Алимов многократно предостерегал и запугивал тех, кто тайно вынашивал мысль не прийти на парад, изощренными карательными мерами, в число которых самыми невинными были снятие стипендии и выселение из общежития, вплоть до отчисления из института и сожжения на пионерском костре. Эти самые, много раз обещанные репрессии я теперь с нетерпением ждал. Тягостно не само наказание, а его ожидание. Неопределенность вгоняет в депрессию. Когда Ли узнала, отчего я хожу, как пыльным мешком пришибленный, она подняла меня на смех.

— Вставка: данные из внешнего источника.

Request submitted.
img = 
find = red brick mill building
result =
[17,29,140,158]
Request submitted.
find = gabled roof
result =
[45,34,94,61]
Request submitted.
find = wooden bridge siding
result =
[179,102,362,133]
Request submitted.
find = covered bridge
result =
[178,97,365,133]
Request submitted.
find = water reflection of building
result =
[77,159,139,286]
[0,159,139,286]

– Переживаешь, что тебя из-за этого объявят врагом народа и репрессируют? Не сучи ножками, как титечный ребенок, не те времена! Скажи им прямо, что не пошел на их блошиную манифестацию потому, что противно идти по принуждению, ‒ она была права, но хоть времена и были не те, да нравы остались прежние.

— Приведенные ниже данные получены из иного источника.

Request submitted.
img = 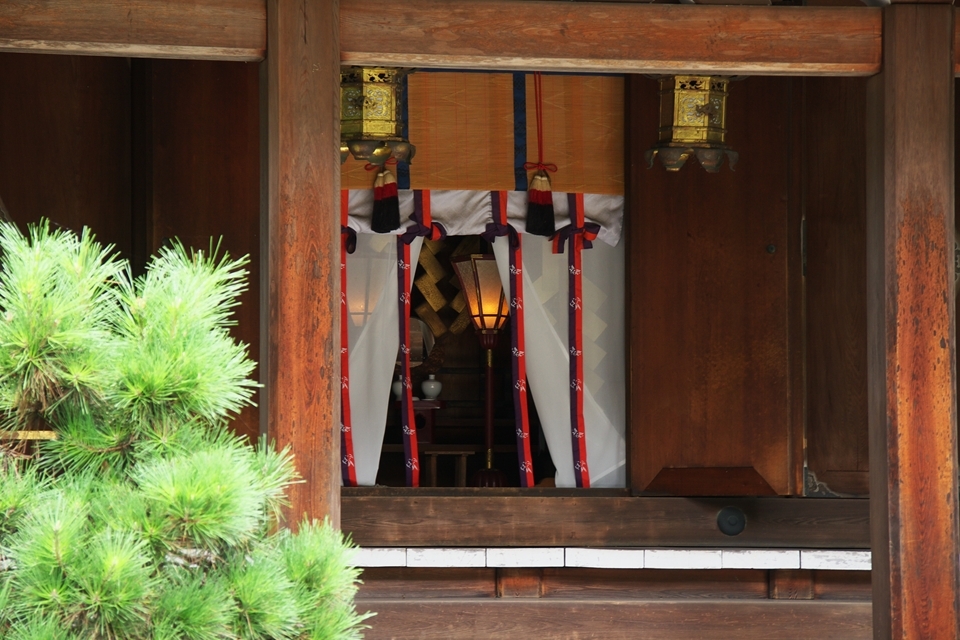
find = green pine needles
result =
[0,223,369,640]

Спустя неделю после праздника перед последней лекцией Алимов зачитал список «не явившихся», которых вызывают в деканат. На весь курс из трехсот двадцати человек нас набралось пятеро, проигнорировавших праздничную демонстрацию трудящихся. Переминаясь с ноги на ногу, мы стояли в приемной перед дверью кабинета декана Шульги. Из-за двери исходили токи гнетущей враждебности. На белом полотне двери чернела стеклянная табличка с надписью золотыми буквами «ДЕКАН». Хотя здесь больше подошла бы черная вывеска с предупреждением: «Оставь надежду всяк сюда входящий».

Мы стояли, молча, в напряженной тишине. Разговаривать никому не хотелось, на унылых лицах застыл стыд от того, что происходит. Все были в ожидании предстоящего позора публичного наказания, и каждый из нас должен был пройти через это сам, в одиночку. Позади нас по свободному участку приемной ходил высокий парень, не с нашего курса, круто и быстро поворачиваясь, когда доходил до стены. У него были спутанные черные волосы, крупные капли пота струились по вискам.

В просвете окна висла серая хмарь. Копоть масленой пленкой покрывала все вокруг, она была везде: на стеклах, на раме, на подоконнике, ‒ липкая на ощупь, воняющая мазутом грязь. Из приоткрытой фрамуги тянуло мозглой сыростью. Мелким бисером накрапывал дождь. В мутной поволоке напитанного влагой смога, как в вате слабел и таял гул машин, носившихся туда-сюда по расположенной неподалеку набережной.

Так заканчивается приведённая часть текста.